Isso representou um desbloqueio para mim porque eu não tinha noção do quanto eu deixava de fazer coisas que eu gostava por medo. Sendo que nada tinha me acontecido para que eu me travasse daquela forma.


Nessa época então eu conheci um grupo de mulheres que saem para pedalar a noite em Belo Horizonte. Elas vão juntas e se tornam visíveis no trânsito por serem muitas. Eu tive então algumas ocasiões de me juntar a elas (Bike das Manas) e experimentei de uma liberdade que para mim era inédita. Eu me sentia segura por estar com essas mulheres fortes, ativistas, feministas, esportivas e muito animadas pra subir as ladeiras da cidade (que não são poucas).


Eu me sentia feliz por estar na cidade a noite, eu sempre gostei de andar na cidade a noite mas não o fazia por causa do medo.

Hoje eu vejo o quanto essas memórias vão ficando marcadas em nós. Memórias de como superar o que nos incomoda, nos amedronta e sobretudo, mata algumas partes importantes de nós.

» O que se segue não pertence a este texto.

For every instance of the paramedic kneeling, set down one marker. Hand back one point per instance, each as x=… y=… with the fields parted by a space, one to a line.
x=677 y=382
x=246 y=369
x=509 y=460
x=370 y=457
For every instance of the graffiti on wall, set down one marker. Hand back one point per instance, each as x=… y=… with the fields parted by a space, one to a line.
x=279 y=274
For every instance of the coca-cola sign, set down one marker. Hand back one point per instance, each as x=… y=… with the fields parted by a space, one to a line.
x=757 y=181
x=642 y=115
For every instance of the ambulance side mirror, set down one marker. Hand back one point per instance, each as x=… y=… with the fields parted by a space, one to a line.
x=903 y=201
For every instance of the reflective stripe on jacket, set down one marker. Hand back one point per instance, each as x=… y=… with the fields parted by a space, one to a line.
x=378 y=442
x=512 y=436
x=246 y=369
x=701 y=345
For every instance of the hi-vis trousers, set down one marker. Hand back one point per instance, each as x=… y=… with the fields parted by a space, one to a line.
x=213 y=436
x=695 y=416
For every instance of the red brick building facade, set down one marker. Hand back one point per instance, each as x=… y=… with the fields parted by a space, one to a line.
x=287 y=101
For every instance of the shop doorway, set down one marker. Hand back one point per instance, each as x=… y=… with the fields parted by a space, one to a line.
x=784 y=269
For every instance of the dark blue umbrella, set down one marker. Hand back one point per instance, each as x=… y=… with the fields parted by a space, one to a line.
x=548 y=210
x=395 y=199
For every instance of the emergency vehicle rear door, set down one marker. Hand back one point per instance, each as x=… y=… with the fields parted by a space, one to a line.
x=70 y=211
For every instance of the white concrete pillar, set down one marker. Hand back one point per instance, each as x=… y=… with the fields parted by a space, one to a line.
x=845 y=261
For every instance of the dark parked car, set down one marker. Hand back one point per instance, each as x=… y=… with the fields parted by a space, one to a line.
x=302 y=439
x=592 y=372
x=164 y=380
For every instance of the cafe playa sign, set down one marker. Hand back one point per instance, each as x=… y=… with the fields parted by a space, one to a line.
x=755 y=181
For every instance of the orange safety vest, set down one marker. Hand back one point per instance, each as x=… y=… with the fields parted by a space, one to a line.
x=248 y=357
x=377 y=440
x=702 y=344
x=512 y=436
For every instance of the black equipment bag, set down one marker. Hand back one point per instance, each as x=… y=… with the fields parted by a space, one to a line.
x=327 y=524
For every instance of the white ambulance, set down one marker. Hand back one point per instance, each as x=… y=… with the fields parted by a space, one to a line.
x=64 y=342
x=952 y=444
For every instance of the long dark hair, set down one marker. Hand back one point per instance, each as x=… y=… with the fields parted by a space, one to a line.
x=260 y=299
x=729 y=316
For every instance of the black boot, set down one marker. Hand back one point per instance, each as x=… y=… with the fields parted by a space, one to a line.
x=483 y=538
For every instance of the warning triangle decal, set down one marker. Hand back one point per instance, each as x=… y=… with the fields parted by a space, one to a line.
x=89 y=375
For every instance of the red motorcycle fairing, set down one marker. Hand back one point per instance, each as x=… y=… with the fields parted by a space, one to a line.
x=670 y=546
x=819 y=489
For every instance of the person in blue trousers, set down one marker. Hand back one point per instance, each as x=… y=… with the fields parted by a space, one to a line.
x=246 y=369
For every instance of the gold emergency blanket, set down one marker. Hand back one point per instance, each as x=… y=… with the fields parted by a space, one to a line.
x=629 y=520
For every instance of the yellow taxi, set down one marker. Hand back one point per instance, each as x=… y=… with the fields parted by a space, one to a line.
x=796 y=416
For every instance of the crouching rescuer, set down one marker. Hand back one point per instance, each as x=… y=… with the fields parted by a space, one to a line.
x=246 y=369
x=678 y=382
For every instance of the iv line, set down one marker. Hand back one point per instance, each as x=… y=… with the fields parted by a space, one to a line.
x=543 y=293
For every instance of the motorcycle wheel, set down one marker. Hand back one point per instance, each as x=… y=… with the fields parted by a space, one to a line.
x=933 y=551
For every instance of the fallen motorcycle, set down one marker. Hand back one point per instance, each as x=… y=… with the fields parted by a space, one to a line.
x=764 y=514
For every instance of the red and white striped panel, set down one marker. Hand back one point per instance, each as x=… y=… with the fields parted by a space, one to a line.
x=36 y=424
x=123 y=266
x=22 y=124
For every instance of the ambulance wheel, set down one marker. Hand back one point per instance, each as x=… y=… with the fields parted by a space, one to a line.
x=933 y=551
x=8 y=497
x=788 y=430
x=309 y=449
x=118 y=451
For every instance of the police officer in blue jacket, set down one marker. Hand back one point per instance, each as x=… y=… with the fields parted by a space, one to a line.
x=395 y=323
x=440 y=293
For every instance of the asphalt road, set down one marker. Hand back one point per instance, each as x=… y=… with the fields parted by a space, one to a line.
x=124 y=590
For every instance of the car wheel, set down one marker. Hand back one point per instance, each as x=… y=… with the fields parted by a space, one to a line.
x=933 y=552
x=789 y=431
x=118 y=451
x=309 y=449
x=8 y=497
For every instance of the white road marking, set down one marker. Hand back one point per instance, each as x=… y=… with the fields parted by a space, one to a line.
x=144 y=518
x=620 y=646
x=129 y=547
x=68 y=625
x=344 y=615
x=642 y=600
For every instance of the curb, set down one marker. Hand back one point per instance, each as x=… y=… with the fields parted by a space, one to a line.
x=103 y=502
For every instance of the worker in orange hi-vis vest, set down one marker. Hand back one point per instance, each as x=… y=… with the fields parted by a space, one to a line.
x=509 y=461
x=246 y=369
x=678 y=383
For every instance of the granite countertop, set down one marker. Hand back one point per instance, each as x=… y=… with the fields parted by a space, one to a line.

Naquele momento a ansiedade representava uma parte da minha essência que estava sendo apagada.


Hoje eu vejo porquê em novembro do ano passado, justamente pegando o metrô em um dia frio para ir à universidade, eu decidi que eu compraria uma bicicleta dobrável para não mais me deslocar com o transporte público. Ali estava eu, cansada e estressada por causa do coronavirus, vendo uma senhora brigar com uma mãe que colocou uma criança do lado dela (pegar transporte é um grande estresse quando todo mundo tem medo de um vírus que pode estar em qualquer lugar). Pensei no frio que estava por vir nos meses seguintes (dezembro, janeiro e fevereiro são os piores meses), mas pude resgatar dentro de mim a memória de que o frio talvez fosse apenas o obstáculo a ser superado.

Finalmente descobri que a bicicleta não necessariamente nos faz sentir mais frio, já que a atividade física esquenta e nos deixa animados. Nada mal para o inverno! O problema mesmo é a chuva (aqui chove muito durante o inverno), mas uma bicicleta dobrável me permitiria pegar metrô ou ônibus caso chovesse e eu não quisesse chegar molhada. Bom, comecei meu texto dizendo que ontem eu fui para a universidade pela última vez de bicicleta. Esse é o motivo da minha pequena alegria de hoje: ter conseguido fazer uma boa parte da minha formação indo de bicicleta. Quando penso na menina mulher que encarou seus medos chegando em Belo Horizonte em 2015, imagino que ela estaria orgulhosa de me ver hoje. No fundo, acho que é isso que a gente ganha quando encaramos o que nos amedronta.

E você, já pensou no que te amedronta hoje?